Tramadol is only legally available in Sierra Leone with a doctor’s prescription and only a small handful of pharmacies are permitted to carry it at all. Yet Tejan and others describe a thriving parallel market for illegal tramadol – pills that are smuggled into Sierra Leone across the country’s highly unregulated borders or sold under the table without prescriptions by street hawkers and in neighbourhood pharmacies.
“Right now our biggest problem is people having access to the illegal tramadol, either through peddlers on the streets or pharmacies abusing their privileges,” said Wilshire Johnson, the president of Sierra Leone’s pharmacy board.
“And it’s sold cheap, 10 capsules for often less than a pint of beer. We’ve tried to put in place stronger regulatory mechanisms, which have worked in certain areas, but there are also a lot of hard-to-reach places, and [the pharmacy board] just doesn’t have the capacity to identify everyone going around the system.”
Johnson believes the rapid expanse in illegal tramadol use over the past two years is rooted in an increase in youth gang activity, accrediting the problem’s ongoing nature to a “general attitude and disposition” towards illegal activity. While some gang members interviewed for this story did admit to pairing tramadol with alcohol, law-abiding citizens also confessed to daily use, with reasons ranging from increased sexual performance to pain relief during long bouts of manual labour.
To Tejan, the solution is a matter of political willpower. He believes Sierra Leone’s legal tramadol is imported at a significantly higher rate than it is prescribed and that efforts to sensitise affected communities about tramadol’s addictive qualities, such as a recent radio campaign, tend to fall short of expectations, often targeting people like college students who have been shown to be less prone to abuse than members of poorer communities.

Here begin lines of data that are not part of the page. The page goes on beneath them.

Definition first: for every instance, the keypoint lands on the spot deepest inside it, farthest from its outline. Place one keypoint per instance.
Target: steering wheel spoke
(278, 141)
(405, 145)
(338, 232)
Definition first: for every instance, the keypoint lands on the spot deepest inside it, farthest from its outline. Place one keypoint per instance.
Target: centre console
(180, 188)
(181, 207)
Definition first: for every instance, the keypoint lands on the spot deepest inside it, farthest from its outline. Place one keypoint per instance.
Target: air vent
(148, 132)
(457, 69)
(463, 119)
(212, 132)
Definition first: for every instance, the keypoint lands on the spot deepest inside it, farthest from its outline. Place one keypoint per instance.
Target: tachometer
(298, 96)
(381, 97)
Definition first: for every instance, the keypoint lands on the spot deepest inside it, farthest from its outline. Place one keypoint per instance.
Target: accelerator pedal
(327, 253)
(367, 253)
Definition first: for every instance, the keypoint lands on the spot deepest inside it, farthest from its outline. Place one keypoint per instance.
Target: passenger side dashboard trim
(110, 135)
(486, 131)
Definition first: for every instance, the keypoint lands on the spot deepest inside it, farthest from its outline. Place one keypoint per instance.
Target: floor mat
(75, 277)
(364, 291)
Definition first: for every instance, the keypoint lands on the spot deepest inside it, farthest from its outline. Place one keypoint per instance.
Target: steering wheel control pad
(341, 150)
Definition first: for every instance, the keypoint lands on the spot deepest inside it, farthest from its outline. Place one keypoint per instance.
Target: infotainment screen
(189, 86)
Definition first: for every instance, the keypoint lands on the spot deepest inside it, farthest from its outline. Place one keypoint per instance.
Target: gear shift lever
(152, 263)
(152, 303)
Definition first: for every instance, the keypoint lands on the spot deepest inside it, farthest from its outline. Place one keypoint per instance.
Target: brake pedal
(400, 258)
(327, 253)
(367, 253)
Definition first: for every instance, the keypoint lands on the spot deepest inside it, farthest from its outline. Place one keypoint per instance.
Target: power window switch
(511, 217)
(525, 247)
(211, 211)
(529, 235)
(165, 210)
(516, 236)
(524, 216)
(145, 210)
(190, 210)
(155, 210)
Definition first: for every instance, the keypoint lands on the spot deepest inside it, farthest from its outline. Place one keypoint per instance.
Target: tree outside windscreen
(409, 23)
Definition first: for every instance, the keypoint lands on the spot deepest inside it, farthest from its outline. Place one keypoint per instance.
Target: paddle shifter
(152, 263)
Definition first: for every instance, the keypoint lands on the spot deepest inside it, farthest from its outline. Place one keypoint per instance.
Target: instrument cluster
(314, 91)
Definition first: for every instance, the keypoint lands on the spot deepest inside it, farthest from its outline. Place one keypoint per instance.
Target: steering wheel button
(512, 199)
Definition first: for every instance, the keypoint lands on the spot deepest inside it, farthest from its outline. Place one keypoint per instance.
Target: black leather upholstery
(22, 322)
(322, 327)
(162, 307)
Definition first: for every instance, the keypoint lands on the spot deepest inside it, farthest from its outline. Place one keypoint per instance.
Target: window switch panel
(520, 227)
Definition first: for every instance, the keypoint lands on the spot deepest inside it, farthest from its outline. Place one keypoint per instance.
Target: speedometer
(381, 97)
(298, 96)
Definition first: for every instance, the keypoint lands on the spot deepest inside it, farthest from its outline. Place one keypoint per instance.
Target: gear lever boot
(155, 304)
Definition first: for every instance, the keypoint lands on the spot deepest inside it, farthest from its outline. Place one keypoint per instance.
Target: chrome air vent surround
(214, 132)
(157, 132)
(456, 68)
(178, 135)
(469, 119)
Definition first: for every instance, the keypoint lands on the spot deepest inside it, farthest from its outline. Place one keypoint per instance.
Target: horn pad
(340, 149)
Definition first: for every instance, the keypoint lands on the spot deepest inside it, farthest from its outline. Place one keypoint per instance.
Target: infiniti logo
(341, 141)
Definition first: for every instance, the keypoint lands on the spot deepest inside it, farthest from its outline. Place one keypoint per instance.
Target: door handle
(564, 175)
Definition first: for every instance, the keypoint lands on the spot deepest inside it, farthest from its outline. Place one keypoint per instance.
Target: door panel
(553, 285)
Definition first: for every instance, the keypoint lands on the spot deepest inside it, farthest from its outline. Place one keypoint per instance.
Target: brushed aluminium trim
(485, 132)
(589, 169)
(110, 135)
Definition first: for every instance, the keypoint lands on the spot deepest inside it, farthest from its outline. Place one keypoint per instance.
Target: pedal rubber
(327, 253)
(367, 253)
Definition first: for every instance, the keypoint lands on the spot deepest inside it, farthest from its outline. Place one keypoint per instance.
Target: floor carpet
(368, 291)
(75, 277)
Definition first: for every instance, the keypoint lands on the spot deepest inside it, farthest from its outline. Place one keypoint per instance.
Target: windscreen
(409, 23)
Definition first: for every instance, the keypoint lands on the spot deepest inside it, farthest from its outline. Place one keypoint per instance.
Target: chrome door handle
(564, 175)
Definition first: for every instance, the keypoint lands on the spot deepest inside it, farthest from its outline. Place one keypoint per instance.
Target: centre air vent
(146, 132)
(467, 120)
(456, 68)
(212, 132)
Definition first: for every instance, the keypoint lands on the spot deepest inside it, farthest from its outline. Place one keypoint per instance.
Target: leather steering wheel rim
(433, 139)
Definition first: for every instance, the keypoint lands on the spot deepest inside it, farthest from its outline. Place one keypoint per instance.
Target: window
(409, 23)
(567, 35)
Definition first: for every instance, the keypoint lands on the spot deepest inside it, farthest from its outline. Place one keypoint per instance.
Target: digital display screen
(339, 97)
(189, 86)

“Sierra Leone has around seven million people with about two-thirds relying on traditional herbal remedies and only a third or less even making use of pharmaceutical retailers,” Tejan said. “If you have 10 importers for a product that is not widely prescribed medically, you have to start asking questions. It’s not a safety risk to limit a product that is not fast moving, so if we can begin to control the importers I believe we will have gone 75 percent of the way.”
Even if the flow of tramadol into Sierra Leone can be limited, treatment availability remains poor. The country doesn’t have any drug rehabilitation centres, and with the average Sierra Leonean making less than $2 a day, most addicts will opt to deal with their illness independently before risking money on personalised treatment in the country’s overworked and understaffed government hospitals.
Others, such as Ibrahim Sesay, are looking for any opportunity to kick their habit. All he needs, he said, is for someone to point him in the right direction.
“It scares me how much I want it, how much I need it to live my life,” he said, gripping his handlebars. “All I really want is a way out.”